最適なパフォーマンスを実現するためには、メタデータをチャンクされたドキュメントや対応する埋め込みと共に格納することが不可欠です。 また、取得した情報を絞り込み、アプリケーションの精度とスケーラビリティを向上させることもできます。 さらに、メタデータをハイブリッド検索パイプラインに統合することは、ベクトル類似性検索とキーワードベースのフィルター処理を組み合わせることを意味し、特に大規模なデータセットや特定の検索条件のシナリオで関連性を高めることができます。
重複排除
ソースによっては、ドキュメントが重複したり、ほぼ重複したりする場合があります。 たとえば、1 つ以上の共有ドライブからプルする場合、同じドキュメントの複数のコピーが複数の場所に存在する可能性があります。 これらのコピーの中には、微妙な変更を加えるものもあります。 同様に、ナレッジ ベースには、製品ドキュメントのコピーやブログ投稿の下書きコピーが含まれる場合があります。 これらの重複がコーパスに残っている場合は、最終的なインデックスに冗長性の高いチャンクが含まれる可能性があります。これにより、アプリケーションのパフォーマンスが低下する可能性があります。

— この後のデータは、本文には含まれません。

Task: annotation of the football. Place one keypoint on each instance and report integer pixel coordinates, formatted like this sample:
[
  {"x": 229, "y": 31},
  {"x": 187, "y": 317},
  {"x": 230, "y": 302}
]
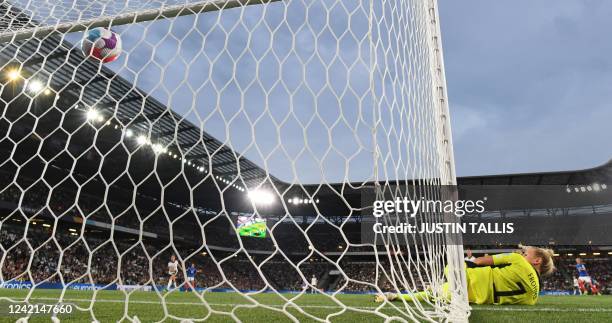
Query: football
[{"x": 102, "y": 44}]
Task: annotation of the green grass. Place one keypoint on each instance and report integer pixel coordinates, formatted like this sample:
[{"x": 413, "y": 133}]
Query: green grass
[{"x": 110, "y": 306}]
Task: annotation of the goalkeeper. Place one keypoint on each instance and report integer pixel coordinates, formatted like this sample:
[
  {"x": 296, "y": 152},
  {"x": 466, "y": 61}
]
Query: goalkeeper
[{"x": 509, "y": 278}]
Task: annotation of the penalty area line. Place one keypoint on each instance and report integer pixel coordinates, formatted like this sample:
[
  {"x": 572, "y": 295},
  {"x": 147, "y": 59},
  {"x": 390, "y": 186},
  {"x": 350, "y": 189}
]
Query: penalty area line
[
  {"x": 479, "y": 308},
  {"x": 539, "y": 309}
]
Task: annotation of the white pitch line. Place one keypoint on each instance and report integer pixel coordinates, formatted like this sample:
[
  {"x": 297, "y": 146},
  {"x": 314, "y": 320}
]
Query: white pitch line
[
  {"x": 540, "y": 309},
  {"x": 491, "y": 308}
]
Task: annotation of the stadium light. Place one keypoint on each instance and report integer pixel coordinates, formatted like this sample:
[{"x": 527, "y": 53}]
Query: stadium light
[
  {"x": 13, "y": 74},
  {"x": 92, "y": 115},
  {"x": 260, "y": 196},
  {"x": 35, "y": 86},
  {"x": 141, "y": 140},
  {"x": 157, "y": 148}
]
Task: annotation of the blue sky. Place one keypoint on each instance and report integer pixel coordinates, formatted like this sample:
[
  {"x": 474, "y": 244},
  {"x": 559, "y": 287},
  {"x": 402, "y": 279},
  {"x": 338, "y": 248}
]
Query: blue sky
[{"x": 530, "y": 84}]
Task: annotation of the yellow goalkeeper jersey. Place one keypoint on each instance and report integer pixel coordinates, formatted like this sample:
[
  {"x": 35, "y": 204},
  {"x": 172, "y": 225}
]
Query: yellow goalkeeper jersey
[{"x": 511, "y": 280}]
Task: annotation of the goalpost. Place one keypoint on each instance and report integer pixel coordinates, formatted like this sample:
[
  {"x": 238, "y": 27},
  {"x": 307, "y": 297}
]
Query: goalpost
[{"x": 273, "y": 114}]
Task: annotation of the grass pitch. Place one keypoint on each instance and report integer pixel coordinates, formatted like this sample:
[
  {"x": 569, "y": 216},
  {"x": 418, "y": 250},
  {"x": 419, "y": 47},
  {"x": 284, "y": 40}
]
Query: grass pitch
[{"x": 110, "y": 306}]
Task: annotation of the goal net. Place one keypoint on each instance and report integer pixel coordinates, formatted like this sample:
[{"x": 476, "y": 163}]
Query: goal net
[{"x": 245, "y": 140}]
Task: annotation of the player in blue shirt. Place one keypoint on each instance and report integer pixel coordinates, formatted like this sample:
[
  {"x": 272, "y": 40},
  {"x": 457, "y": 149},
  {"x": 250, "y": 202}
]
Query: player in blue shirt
[
  {"x": 191, "y": 273},
  {"x": 583, "y": 274}
]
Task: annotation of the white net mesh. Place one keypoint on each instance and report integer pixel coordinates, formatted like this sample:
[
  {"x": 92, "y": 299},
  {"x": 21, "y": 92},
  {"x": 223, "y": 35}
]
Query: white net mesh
[{"x": 217, "y": 113}]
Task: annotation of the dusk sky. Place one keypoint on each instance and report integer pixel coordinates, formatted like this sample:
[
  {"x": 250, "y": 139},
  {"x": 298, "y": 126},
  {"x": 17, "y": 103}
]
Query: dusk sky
[{"x": 530, "y": 84}]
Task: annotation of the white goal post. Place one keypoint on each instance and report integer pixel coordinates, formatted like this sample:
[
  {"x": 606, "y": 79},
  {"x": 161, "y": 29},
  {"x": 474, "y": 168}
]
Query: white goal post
[{"x": 220, "y": 118}]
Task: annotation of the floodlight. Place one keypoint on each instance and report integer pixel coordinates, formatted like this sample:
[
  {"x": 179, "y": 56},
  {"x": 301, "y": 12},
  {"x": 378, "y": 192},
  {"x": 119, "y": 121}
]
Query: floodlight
[
  {"x": 35, "y": 86},
  {"x": 13, "y": 75}
]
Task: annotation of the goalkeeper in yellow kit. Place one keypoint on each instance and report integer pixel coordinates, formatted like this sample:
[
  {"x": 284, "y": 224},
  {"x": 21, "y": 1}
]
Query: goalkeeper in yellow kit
[{"x": 508, "y": 278}]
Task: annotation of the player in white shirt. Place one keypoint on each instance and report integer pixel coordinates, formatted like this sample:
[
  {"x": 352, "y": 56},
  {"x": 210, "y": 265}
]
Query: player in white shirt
[
  {"x": 172, "y": 271},
  {"x": 313, "y": 282}
]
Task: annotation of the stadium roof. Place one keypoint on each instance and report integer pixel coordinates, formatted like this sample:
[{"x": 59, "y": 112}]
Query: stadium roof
[
  {"x": 599, "y": 174},
  {"x": 83, "y": 83}
]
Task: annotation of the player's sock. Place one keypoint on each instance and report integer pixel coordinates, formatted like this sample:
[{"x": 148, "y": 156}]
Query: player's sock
[{"x": 426, "y": 294}]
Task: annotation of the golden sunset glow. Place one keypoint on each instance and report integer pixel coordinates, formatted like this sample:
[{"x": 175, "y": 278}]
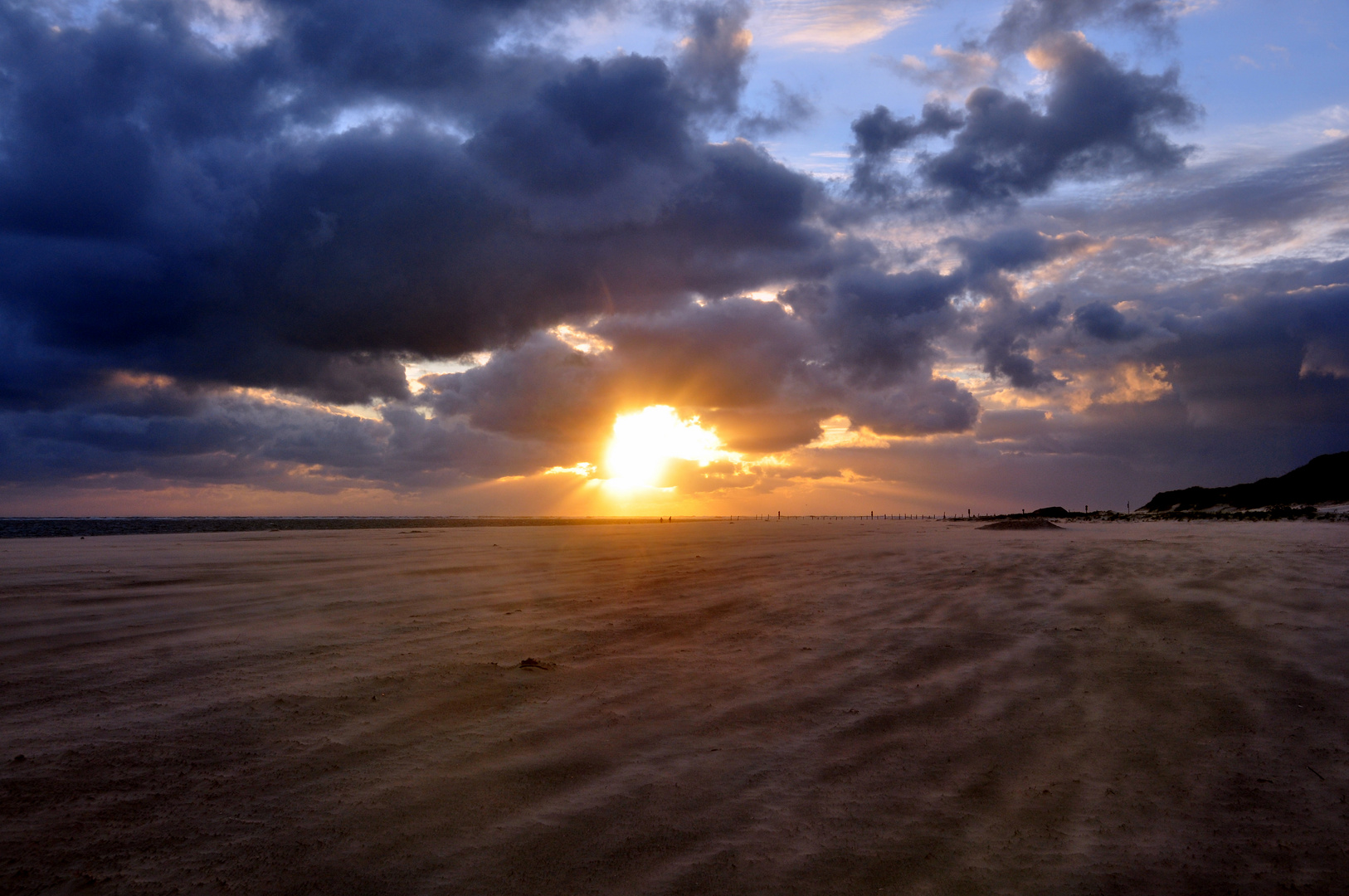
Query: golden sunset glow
[{"x": 645, "y": 441}]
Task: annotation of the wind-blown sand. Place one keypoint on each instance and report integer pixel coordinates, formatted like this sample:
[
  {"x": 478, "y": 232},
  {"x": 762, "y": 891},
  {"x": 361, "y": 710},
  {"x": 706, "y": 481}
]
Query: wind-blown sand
[{"x": 753, "y": 708}]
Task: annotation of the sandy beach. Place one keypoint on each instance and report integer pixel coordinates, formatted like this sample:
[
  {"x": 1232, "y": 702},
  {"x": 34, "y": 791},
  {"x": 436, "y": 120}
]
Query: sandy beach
[{"x": 750, "y": 708}]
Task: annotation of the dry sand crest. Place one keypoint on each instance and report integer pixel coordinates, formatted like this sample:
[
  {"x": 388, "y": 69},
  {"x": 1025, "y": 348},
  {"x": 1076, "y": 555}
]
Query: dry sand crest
[{"x": 796, "y": 708}]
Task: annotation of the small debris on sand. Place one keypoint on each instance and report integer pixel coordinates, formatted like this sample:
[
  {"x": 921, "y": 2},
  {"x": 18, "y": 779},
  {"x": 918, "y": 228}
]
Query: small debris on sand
[{"x": 1021, "y": 523}]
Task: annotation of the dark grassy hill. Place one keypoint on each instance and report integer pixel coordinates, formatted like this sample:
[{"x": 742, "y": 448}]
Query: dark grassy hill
[{"x": 1325, "y": 480}]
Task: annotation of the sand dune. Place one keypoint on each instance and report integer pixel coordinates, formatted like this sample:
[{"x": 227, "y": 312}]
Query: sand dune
[{"x": 796, "y": 708}]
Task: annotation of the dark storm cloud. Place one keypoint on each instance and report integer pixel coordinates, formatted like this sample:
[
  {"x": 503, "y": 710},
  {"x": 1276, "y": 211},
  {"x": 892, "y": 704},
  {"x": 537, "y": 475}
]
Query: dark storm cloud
[
  {"x": 1096, "y": 120},
  {"x": 359, "y": 185},
  {"x": 172, "y": 207},
  {"x": 879, "y": 134},
  {"x": 1103, "y": 323}
]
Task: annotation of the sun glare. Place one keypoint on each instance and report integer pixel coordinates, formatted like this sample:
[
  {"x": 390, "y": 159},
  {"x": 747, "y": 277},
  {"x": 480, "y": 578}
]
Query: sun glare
[{"x": 645, "y": 441}]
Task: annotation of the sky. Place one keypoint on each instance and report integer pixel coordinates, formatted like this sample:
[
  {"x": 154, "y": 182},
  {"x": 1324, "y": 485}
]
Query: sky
[{"x": 606, "y": 256}]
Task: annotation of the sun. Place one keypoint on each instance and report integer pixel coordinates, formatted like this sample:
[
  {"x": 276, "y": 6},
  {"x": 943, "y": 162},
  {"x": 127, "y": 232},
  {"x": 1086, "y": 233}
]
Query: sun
[{"x": 645, "y": 441}]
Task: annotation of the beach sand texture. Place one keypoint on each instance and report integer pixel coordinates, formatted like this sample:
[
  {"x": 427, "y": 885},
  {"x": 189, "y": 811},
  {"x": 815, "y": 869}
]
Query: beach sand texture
[{"x": 752, "y": 708}]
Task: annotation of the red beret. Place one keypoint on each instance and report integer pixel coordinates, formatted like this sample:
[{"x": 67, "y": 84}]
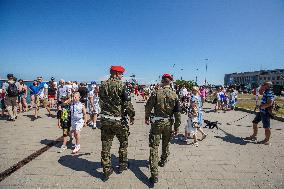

メタデータのみを使用して重複を排除できます。 たとえば、アイテムのタイトルと作成日が同じでも、ソースや場所が異なる複数のエントリがある場合は、メタデータに基づいてフィルター処理できます。
ただし、これでは不十分な場合があります。 ドキュメントの内容に基づいて重複を特定して排除するために、ローカリティに依存するハッシュと呼ばれる手法を使用できます。 具体的には、 ここでは MinHash と呼ばれる手法が適切に機能し、Spark の実装は Spark ML で既に使用できます。 含まれている単語に基づいてドキュメントのハッシュを作成することで機能し、それらのハッシュで結合することで、重複またはほぼ重複を効率的に識別できます。 非常に高いレベルでは、これは 4 段階のプロセスです。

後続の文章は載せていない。